Kremlsprecher Dmitri Peskow weiß normalerweise sehr genau, was er sagt. In einem Interview mit einem russischen Politik-Magazin hatte er erstmals offiziell eingeräumt, dass Russland „sich im Krieg befinde.“ Bislang sprach man im Zusammenhang mit dem Ukraine-Krieg immer von einer militärischen Spezialoperation. Peskow sagte: „Wir sind im Kriegszustand. Ja, es begann als eine spezielle Militäroperation, aber sobald diese Gruppe gebildet wurde und der kollektive Westen ein Teilnehmer dessen auf der Seite der Ukraine wurde, wurde dies zum Krieg für uns.“

Diese Worte waren als Reaktion zu sehen. Auf die Entscheidung der EU-Mitglieder, den „Borrell-Plan“ weiterzuverfolgen. Borrell hatte vorgeschlagen, dass die EU 90 Prozent der Zinsgewinne eingefrorener russischer Vermögensgüter für den Kauf von Waffen für die Ukraine verwende. Zehn Prozent sollten in den Wiederaufbau der Ukraine und in die Stärkung der Kapazitäten der ukrainischen Verteidigungsindustrie fließen.

EU-Kommissionspräsidentin Ursula von der Leyen erklärte in der Abschlusspressekonferenz, dass die ersten Gelder an die Ukraine bereits im Juli fließen könnten. Die Mitgliedstaaten müsse nun rasch einen Vorschlag verabschieden. Die EU-Kommission rechnet mit Zinserträgen von bis zu drei Milliarden Euro pro Jahr. Von einer Einigkeit sei man aber noch weit entfernt. Vor allem Österreich zeigt sich weiter skeptisch. Als neutrales Land könne man sich nicht an Waffenkäufen beteiligen, weswegen man sich „konstruktiv enthalten“ werde.

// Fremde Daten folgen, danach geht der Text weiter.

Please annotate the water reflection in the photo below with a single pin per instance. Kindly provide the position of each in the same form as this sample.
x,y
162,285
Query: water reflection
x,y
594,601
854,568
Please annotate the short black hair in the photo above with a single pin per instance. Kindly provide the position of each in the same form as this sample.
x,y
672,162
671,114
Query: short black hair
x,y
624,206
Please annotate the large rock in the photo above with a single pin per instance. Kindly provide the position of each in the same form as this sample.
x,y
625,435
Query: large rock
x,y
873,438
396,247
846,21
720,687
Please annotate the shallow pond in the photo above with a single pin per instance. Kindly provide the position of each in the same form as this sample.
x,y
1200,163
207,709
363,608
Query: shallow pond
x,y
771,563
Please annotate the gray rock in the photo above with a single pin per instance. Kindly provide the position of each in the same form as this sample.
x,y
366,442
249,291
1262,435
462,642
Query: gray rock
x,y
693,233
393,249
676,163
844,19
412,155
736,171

Peskows Äußerung ist als Reaktion auf die EU-Entscheidung zu verstehen. Wenig später hingegen ruderte Peskow zurück. Sinngemäß sagte er: Nur weil der Westen entschieden hat, gegen uns Krieg zu führen, heißt das nicht, dass wir uns im Kriegszustand befinden. „Es ist immer noch eine Spezialoperation.“

Russland-Experte Alexander Dubowy glaubt nicht an einen Zufall. Die Aussagen sorgten im Westen für Verunsicherung. „Genau das, was Russland will. Putin bleibt damit weiterhin unvorhersehbar.“ Und es war ein Signal an den Westen: „In der Welt von Putin gibt es keine roten Linien.“

Dass die EU die Zinserträge russische Vermögenswerte beschlagnahmen will, ist für den Experten heikel: „Russland propagiert immer wieder, dass die regelbasierte Ordnung des Westens nicht existiert. Der Westen denkt sich die Regeln aus, hält sich aber selber nicht daran.“ Sollte die Beschlagnahmung nicht juristisch hieb- und stichfest sein, wird das für den Westen zu einem kapitalen Bumerang.

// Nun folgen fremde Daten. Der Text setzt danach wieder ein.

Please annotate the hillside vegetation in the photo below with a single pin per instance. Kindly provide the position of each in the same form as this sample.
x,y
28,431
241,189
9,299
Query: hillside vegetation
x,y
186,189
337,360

Israel spaltet Europa – aus merkwürdigen Gründen
In der Israel-Frage ist die EU weiter tief gespalten. Bundeskanzler Karl Nehammer forderte, dass man die Gräuel der islamistischen Terrororganisation Hamas klar benennt. Da gab es aber Widerstand. Belgien und die Niederlande gehen auf Distanz. Aus innenpolitischem Kalkül. Beide Länder haben eine starke islamische Glaubensgemeinschaft und befürchten Unruhen, sollte sie sich zu stark an der Seite Israels positionieren, wie man aus Verhandlerkreisen hört.

Irlands Position gegenüber Israel war immer schon recht kühl. Irland hat Israel erst 1963 anerkannt, die israelische Botschaft in Dublin wurde Mitte der 90er Jahre eröffnet. Irische Politiker bezeichnen es als Heuchelei, wenn die Gräuel gegen die Zivilbevölkerung in der Ukraine kritisiert werden, aber jene an der im Gaza-Streifen nicht. Auch Portugal und Spanien sind durch ihre starke sozialistische Prägung traditionell eher pro-palästinensisch. Mit ein Grund für die Anti-Israel-Haltung ist aber schlichte Antipathie gegenüber Ministerpräsident Benjamin Netanyahu, heißt es aus Brüssel. Weswegen in der Schlussfolgerung nicht wie vom Kanzler gewünscht die Gräuel der Hamas ausdrücklich erwähnt werden.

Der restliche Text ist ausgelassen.